江戸から閏8月7日に帰京した久光は、9日に参内して復命し、公武合体を進言していました。しかし、京都においては長州・土佐の尊攘激派の勢いが伸長し、朝廷内でも公武合体派の近衛関白忠煕・忠房父子(薩摩藩とは姻戚関係にある)・青蓮院宮らは激派に押されていました。久光の2度目の建白は以下に要約する通りです。
  1. 朝議を確立すること
  2. 九条前関白を賞罰すること
  3. 匹夫の論は過激にすぎ、己の名利の為にするものが多いため、みだりに採用しないこと
  4. 親王・摂家・公卿がみだりに匹夫と面談しないよう厳しく取締まること
  5. 青蓮院宮を還俗させ、政事に参加させること
  6. 公卿の幕府が異議を申し立てても朝議動揺しないようにすること
  7. 御所六門の警護を撤廃し、ニ、三の大藩に警護させ、会津藩の京都守護は免じること
  8. 幕府は、命じられたことを請けた事項を遅延し勝ちなので、度々催促すること
  9. 一橋慶喜・松平春嶽は登用されたが、彼らに政権がなくては(老中らの抵抗により)勅命通りの変革は不可能であるので、政権委任を、幕府に内命を下すこと
  10. 春嶽上京の猶予が請願されているが、上京を督促し、上京の上は攘夷について謀議すること
  11. 諸大名の中には縁故を求めて国事周旋を願う者が多いが、心底からの勤王なら内命を下してもよいが、目下幕府は大政変革中であり、諸大名の上京は必要はないので、その旨沙汰を下すこと
  12. 攘夷は重大事だが、幕府はすでに外国と条約を交わしており、謂われなく破棄を命ぜられても遵奉は困難であり、その結果は、朝威にもかかわるだろう。また、太平による驕惰の弊風が改まらない限り、攘夷の決行は全くの無謀である。むしろ幕府に旧政を一新して武備を充実させるよう、支援をすること
<ヒロ>
久光は、この建白(12条目)において、長州藩の破約攘夷論への反対を明確に表明しています。会津藩の京都守護職にも反対していますね(7条目)。寺田屋事件時に、久光は滞京・京都警衛の勅命をもらっていますから、会津藩にライバル心をもやしてもいたしかたのないところです。実際、この後、薩摩藩自らを守護職に任命するよう運動を展開します・・・・(老中や会津藩の猛反対で失敗します)。

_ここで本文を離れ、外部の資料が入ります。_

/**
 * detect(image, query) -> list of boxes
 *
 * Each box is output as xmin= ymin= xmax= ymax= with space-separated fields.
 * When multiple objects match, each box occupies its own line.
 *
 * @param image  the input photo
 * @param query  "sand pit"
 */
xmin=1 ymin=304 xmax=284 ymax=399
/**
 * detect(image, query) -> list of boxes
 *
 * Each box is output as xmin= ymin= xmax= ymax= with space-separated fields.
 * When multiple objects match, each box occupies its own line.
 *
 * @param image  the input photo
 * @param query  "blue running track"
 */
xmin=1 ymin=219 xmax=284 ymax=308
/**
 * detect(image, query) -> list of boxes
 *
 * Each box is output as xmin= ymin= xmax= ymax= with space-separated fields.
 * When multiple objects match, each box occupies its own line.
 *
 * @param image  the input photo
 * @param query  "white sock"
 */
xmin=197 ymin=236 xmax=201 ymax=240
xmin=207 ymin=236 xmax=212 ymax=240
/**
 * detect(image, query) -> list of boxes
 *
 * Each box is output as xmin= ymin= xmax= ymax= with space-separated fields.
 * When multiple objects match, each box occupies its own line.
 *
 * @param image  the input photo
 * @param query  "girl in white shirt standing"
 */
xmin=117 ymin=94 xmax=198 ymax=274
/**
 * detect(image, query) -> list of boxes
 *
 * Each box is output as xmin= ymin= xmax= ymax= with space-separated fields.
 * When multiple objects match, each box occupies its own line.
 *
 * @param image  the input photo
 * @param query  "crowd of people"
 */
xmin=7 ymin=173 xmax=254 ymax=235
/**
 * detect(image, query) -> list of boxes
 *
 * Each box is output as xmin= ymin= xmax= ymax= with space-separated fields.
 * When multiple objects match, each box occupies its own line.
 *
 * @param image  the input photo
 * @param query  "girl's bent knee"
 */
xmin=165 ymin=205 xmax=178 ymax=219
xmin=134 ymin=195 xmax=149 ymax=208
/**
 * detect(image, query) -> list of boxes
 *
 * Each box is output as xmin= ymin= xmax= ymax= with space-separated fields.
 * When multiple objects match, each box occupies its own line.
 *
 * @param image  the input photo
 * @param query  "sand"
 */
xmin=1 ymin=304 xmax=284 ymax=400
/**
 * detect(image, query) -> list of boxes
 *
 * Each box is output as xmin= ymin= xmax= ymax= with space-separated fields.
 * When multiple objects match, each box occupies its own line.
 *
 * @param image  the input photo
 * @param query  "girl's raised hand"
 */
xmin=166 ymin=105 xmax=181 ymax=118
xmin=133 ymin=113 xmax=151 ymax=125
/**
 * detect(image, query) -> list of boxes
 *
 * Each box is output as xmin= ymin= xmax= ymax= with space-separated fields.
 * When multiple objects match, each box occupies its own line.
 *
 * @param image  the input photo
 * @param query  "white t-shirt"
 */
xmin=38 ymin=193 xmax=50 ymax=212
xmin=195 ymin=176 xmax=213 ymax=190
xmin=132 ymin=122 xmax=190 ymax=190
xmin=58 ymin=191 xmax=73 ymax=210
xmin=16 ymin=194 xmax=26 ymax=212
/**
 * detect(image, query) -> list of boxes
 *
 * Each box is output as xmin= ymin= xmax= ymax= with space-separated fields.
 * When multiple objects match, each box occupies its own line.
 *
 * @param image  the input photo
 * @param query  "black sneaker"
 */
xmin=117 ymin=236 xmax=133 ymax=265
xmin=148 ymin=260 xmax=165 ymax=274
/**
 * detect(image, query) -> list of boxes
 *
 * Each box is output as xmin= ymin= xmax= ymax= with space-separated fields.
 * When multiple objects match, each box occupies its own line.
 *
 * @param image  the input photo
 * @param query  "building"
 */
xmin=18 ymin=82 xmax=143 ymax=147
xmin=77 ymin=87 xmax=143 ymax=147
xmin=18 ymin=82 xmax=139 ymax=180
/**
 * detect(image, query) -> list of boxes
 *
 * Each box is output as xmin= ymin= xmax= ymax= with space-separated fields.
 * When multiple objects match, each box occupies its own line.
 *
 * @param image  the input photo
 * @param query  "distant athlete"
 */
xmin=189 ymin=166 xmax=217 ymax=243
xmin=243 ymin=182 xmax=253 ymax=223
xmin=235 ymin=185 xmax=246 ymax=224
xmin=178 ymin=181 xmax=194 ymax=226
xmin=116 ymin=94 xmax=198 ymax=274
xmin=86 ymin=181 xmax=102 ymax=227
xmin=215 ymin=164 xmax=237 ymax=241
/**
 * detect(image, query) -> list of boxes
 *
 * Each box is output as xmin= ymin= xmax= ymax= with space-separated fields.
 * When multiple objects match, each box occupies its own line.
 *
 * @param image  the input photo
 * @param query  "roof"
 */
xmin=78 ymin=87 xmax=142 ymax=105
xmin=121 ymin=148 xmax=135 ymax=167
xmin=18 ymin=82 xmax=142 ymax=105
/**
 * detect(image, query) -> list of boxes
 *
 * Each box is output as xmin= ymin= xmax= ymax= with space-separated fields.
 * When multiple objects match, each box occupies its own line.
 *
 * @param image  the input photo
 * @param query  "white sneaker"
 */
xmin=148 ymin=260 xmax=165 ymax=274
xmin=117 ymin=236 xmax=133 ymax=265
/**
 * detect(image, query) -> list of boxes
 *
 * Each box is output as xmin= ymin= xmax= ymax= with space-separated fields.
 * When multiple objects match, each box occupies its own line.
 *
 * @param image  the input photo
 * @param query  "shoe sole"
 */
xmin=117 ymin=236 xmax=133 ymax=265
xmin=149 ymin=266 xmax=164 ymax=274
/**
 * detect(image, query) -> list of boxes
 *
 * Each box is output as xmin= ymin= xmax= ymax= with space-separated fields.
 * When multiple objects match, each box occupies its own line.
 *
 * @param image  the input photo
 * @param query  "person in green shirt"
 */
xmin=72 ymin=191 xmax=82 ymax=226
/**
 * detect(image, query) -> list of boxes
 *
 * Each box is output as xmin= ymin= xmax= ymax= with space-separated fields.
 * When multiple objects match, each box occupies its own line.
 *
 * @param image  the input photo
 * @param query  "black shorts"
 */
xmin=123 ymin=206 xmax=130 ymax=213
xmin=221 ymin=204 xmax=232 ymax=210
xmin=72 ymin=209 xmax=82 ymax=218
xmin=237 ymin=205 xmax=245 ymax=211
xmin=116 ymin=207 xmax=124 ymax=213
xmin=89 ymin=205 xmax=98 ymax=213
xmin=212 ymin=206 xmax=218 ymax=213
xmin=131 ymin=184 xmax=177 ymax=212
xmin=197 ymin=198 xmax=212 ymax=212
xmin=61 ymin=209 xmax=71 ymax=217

久光一行は翌々日の23日に帰国しますが、この二度目の建白書を提出した時点で、すでに激派に優勢な政局に見切りをつけており、帰国の意思を固めていたともいいますし(『徳川慶喜公伝』)、二度にわたる建白に効果がなく、却って朝議が長州藩論に傾くのをみて、帰国を決めたともいいます(『維新史』)。ちなみに大久保一蔵(利通)の日記には、22日の項に「明日御立故混雑」と記してあります。